Pursuit of happiness: Arthur C. Brooks on a lifelong quest


Arthur C. Brooks has spent years learning happiness. He teaches a category on happiness and management at Harvard Business School, labored carefully with the Dalai Lama, and walked the Camino de Santiago – a 100-mile Roman Catholic meditation path.

He has additionally turned a trove of non-public journals into his new guide, “From Strength to Strength: Finding Success, Happiness, and Deep Purpose in the Second Half of Life.”

Why We Wrote This

A system for happiness could seem too good to be true, however a brand new guide takes the thought of happiness past self-help, providing easy concepts we are able to all probe for deeper that means.

The New York Times bestseller suggests readers deal with the happiness that already exists of their life, and factors to small every day steps individuals can take to domesticate happiness within the current.

“Satisfaction is not a function of what you have,” says Mr. Brooks. “It’s a function of what you have divided by what you want. … So your satisfaction can go up, paradoxically, by wanting less. Now how do you want less? You have to make a positive affirmative decision to do that, and you absolutely can.”

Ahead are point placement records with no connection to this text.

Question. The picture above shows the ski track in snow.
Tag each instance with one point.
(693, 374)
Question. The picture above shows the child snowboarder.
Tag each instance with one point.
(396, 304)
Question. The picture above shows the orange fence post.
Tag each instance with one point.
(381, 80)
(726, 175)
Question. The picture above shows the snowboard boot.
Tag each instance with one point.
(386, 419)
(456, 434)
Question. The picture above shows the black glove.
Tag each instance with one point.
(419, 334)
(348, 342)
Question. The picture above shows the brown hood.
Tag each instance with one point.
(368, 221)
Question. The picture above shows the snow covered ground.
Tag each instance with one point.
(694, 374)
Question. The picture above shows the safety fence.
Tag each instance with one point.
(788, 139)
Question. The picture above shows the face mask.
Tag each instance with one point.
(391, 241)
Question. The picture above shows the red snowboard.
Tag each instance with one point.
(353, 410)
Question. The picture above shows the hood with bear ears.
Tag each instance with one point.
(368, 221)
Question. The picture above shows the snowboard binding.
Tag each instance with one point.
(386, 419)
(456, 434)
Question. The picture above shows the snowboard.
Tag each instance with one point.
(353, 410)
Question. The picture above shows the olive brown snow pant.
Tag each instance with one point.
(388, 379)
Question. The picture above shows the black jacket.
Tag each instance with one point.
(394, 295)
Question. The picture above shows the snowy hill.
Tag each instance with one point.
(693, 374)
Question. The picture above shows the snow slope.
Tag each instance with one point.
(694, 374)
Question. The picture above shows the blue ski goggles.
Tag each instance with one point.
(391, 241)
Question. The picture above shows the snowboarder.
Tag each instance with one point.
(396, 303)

His system for happiness focuses on love. “You can boil down all of the studies of happiness to five words,” he says. “Those words are: Happiness is love. Full stop.”

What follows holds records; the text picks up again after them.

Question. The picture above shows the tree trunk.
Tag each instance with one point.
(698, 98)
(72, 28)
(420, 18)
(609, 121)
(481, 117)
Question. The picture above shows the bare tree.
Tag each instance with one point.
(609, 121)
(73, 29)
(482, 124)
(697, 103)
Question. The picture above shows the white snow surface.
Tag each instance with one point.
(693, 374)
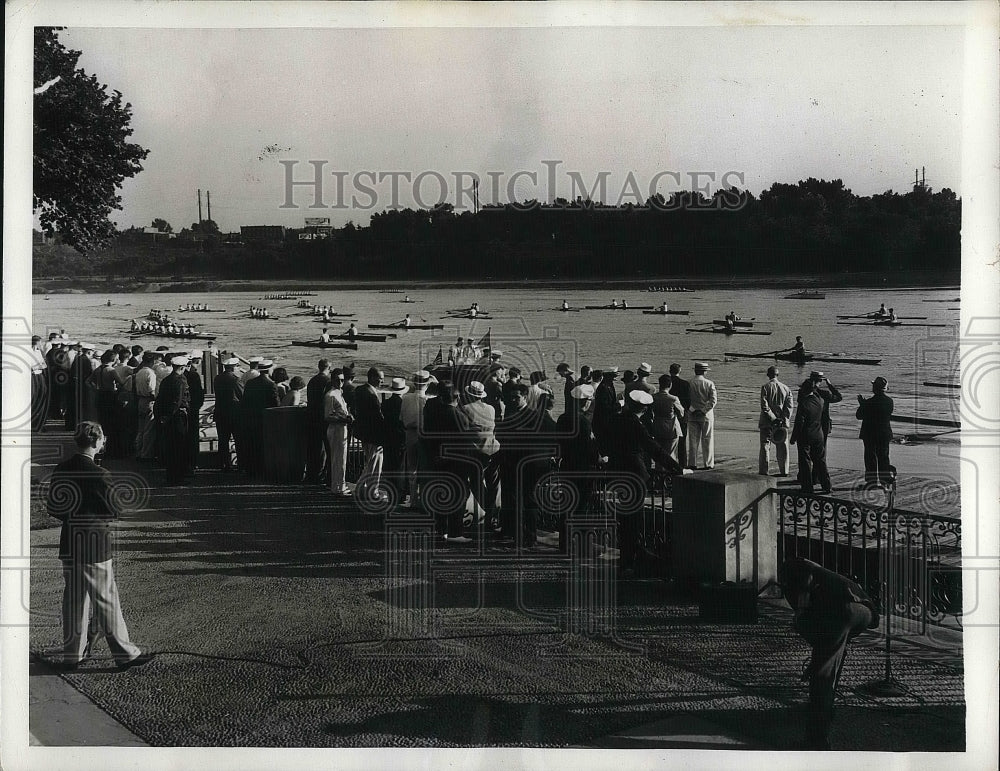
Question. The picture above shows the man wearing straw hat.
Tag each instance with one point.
(482, 417)
(775, 412)
(410, 413)
(395, 435)
(228, 393)
(171, 411)
(701, 418)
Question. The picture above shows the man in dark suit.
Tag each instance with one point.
(196, 399)
(527, 446)
(370, 429)
(828, 392)
(449, 440)
(681, 388)
(228, 393)
(259, 394)
(171, 413)
(316, 448)
(630, 448)
(829, 610)
(808, 433)
(81, 496)
(579, 457)
(876, 432)
(605, 406)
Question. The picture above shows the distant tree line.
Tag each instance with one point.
(814, 226)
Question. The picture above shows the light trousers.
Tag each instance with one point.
(336, 438)
(86, 583)
(780, 451)
(701, 439)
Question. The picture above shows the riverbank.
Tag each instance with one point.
(898, 280)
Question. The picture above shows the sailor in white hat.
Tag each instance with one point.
(701, 418)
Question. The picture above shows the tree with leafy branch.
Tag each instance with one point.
(81, 149)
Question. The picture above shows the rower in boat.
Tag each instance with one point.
(797, 351)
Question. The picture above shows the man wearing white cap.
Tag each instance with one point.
(171, 412)
(259, 394)
(701, 418)
(395, 434)
(630, 449)
(775, 413)
(228, 393)
(410, 413)
(876, 432)
(482, 418)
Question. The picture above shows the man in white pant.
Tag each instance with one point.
(80, 494)
(701, 418)
(410, 414)
(775, 412)
(338, 419)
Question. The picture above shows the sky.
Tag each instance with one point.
(534, 112)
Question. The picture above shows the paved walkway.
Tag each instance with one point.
(281, 617)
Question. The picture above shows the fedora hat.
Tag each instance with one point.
(397, 386)
(476, 390)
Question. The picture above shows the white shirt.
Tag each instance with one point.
(703, 394)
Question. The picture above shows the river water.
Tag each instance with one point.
(534, 335)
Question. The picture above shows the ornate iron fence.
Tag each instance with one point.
(910, 562)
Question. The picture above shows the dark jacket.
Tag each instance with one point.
(80, 495)
(874, 415)
(316, 389)
(682, 390)
(445, 427)
(809, 420)
(577, 445)
(818, 595)
(172, 397)
(196, 391)
(228, 393)
(369, 422)
(259, 394)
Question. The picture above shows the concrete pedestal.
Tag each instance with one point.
(725, 528)
(284, 452)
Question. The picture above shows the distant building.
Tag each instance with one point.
(263, 234)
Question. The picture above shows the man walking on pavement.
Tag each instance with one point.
(829, 610)
(81, 496)
(701, 418)
(775, 413)
(808, 433)
(876, 432)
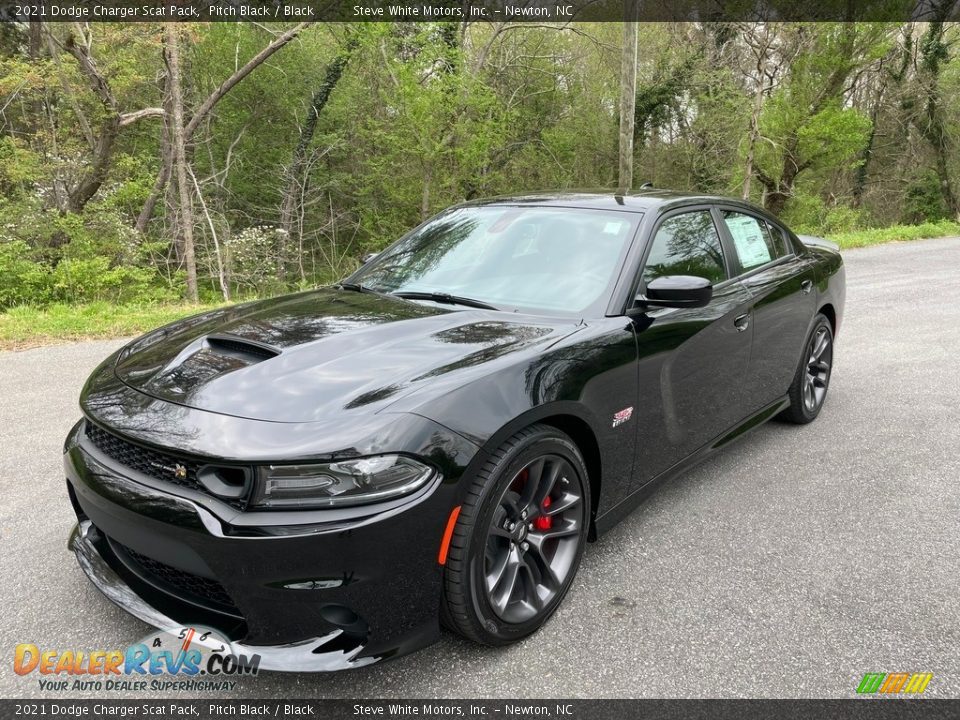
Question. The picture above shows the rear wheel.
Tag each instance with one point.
(809, 388)
(518, 539)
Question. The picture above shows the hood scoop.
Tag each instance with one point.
(204, 360)
(241, 348)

Arthur C. Brooks has spent many years learning happiness. But in recent times the social scientist’s analysis became what he calls “me search.”

He discovered that those that are unhappiest later in life are sometimes the strivers on a continuous quest for cash, energy, pleasure, and status. Mr. Brooks turned his introspection right into a bestseller, “From Strength to Strength: Finding Success, Happiness, and Deep Purpose in the Second Half of Life.”

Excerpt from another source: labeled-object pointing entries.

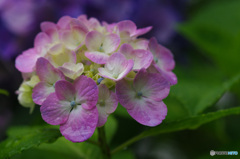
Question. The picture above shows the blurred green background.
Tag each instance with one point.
(207, 54)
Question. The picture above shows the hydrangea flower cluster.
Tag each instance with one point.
(79, 69)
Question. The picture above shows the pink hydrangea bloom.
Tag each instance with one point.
(48, 76)
(163, 61)
(100, 46)
(79, 69)
(143, 97)
(73, 107)
(116, 67)
(107, 104)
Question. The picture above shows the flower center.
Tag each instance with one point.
(73, 104)
(139, 94)
(101, 48)
(100, 80)
(101, 103)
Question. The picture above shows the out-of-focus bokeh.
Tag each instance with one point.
(204, 37)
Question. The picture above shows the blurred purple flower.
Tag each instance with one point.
(21, 19)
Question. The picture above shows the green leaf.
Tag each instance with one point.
(201, 88)
(23, 138)
(188, 123)
(4, 92)
(62, 146)
(215, 29)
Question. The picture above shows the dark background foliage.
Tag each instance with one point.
(204, 37)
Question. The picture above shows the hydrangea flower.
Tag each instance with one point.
(48, 76)
(143, 97)
(73, 107)
(163, 61)
(84, 68)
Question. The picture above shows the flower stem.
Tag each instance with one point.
(103, 143)
(127, 143)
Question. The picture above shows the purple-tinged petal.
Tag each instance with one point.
(152, 115)
(126, 95)
(162, 56)
(107, 104)
(93, 41)
(126, 26)
(142, 31)
(46, 72)
(50, 29)
(97, 57)
(111, 43)
(150, 85)
(26, 62)
(59, 57)
(54, 111)
(94, 24)
(141, 58)
(109, 27)
(78, 25)
(72, 39)
(72, 70)
(142, 100)
(41, 91)
(116, 68)
(41, 42)
(65, 91)
(63, 23)
(168, 75)
(139, 44)
(80, 125)
(87, 92)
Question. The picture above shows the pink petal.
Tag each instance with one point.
(77, 25)
(72, 40)
(126, 49)
(94, 24)
(168, 75)
(162, 56)
(65, 90)
(111, 43)
(87, 92)
(141, 58)
(109, 27)
(41, 42)
(50, 29)
(151, 85)
(72, 70)
(46, 72)
(151, 115)
(27, 61)
(146, 108)
(107, 104)
(93, 41)
(64, 22)
(127, 26)
(41, 91)
(117, 67)
(97, 57)
(80, 125)
(58, 58)
(125, 94)
(139, 44)
(142, 31)
(54, 111)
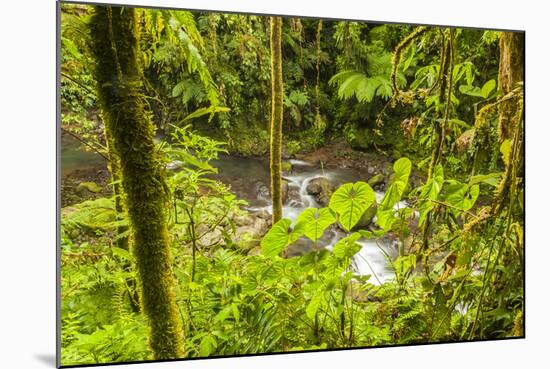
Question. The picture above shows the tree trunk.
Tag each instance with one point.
(115, 45)
(276, 117)
(510, 72)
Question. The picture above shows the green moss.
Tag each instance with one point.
(115, 40)
(275, 149)
(89, 186)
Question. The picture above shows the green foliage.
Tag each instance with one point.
(315, 222)
(350, 201)
(402, 170)
(240, 296)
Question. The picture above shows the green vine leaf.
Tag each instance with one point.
(315, 222)
(350, 201)
(280, 236)
(385, 213)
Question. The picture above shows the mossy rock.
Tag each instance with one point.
(89, 186)
(367, 217)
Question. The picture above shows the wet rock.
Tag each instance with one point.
(304, 245)
(321, 189)
(377, 180)
(211, 237)
(293, 196)
(174, 165)
(286, 167)
(367, 217)
(262, 191)
(88, 187)
(249, 234)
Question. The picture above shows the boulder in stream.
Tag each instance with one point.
(321, 189)
(251, 228)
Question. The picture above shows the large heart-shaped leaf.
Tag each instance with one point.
(350, 201)
(430, 191)
(277, 238)
(280, 236)
(315, 221)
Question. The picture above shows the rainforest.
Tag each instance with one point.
(239, 184)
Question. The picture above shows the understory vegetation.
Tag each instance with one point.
(162, 258)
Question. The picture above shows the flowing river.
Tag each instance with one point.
(249, 180)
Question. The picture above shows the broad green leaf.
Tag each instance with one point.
(314, 304)
(123, 254)
(506, 150)
(203, 111)
(490, 179)
(460, 195)
(487, 88)
(350, 201)
(430, 191)
(275, 241)
(315, 221)
(384, 214)
(178, 89)
(470, 90)
(371, 234)
(409, 59)
(207, 344)
(280, 236)
(347, 247)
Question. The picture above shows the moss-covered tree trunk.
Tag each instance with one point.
(275, 148)
(115, 45)
(510, 72)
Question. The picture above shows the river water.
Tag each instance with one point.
(249, 180)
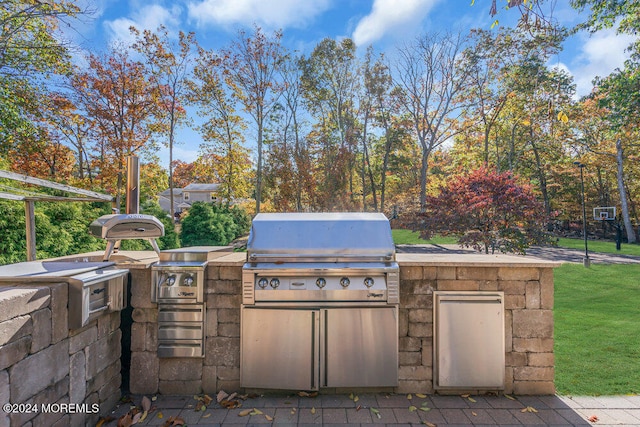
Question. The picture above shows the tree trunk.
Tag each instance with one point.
(631, 235)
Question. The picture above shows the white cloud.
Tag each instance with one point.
(389, 16)
(273, 14)
(148, 17)
(600, 54)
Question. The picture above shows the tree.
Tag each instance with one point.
(31, 49)
(120, 103)
(169, 65)
(251, 65)
(486, 210)
(223, 130)
(329, 82)
(430, 80)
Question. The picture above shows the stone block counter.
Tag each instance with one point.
(527, 284)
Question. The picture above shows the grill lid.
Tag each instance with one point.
(127, 226)
(320, 237)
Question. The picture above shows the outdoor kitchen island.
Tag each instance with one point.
(525, 283)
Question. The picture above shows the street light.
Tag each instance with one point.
(585, 261)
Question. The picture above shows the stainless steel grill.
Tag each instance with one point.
(177, 285)
(320, 302)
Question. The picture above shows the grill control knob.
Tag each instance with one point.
(188, 281)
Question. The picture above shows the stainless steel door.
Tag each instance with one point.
(469, 340)
(360, 347)
(279, 348)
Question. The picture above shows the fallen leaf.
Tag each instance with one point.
(146, 404)
(244, 413)
(222, 395)
(375, 412)
(126, 420)
(103, 420)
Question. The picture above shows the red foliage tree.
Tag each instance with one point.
(486, 210)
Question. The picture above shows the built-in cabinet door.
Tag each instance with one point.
(279, 348)
(360, 347)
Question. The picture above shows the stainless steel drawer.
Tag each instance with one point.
(469, 347)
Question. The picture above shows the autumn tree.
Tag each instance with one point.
(31, 49)
(119, 101)
(430, 78)
(251, 65)
(169, 64)
(485, 210)
(330, 80)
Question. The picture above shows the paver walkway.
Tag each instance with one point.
(395, 409)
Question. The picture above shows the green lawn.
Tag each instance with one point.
(597, 329)
(408, 237)
(600, 246)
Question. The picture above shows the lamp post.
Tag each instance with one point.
(585, 261)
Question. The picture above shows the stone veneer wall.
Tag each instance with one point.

Formerly the president of the American Enterprise Institute, Mr. Brooks is now a columnist for The Atlantic. He additionally teaches a category on happiness and management at Harvard Business School. The Monitor lately spoke with him about his guide. The dialogue has been edited for size and readability. 

Why We Wrote This

A system for happiness could seem too good to be true, however a brand new guide takes the thought of happiness past self-help, providing easy concepts we are able to all probe for deeper that means.

How did you embark in your quest to grasp happiness – and what most stunned you about what you found?

My spouse learn it – these are simply my notebooks – and she or he mentioned, “You’ve got to publish this as a book.” I mentioned, “I don’t know if anybody’s going to read it.” And it opened [shortly after its debut in February] at No. 1 on The New York Times bestseller checklist.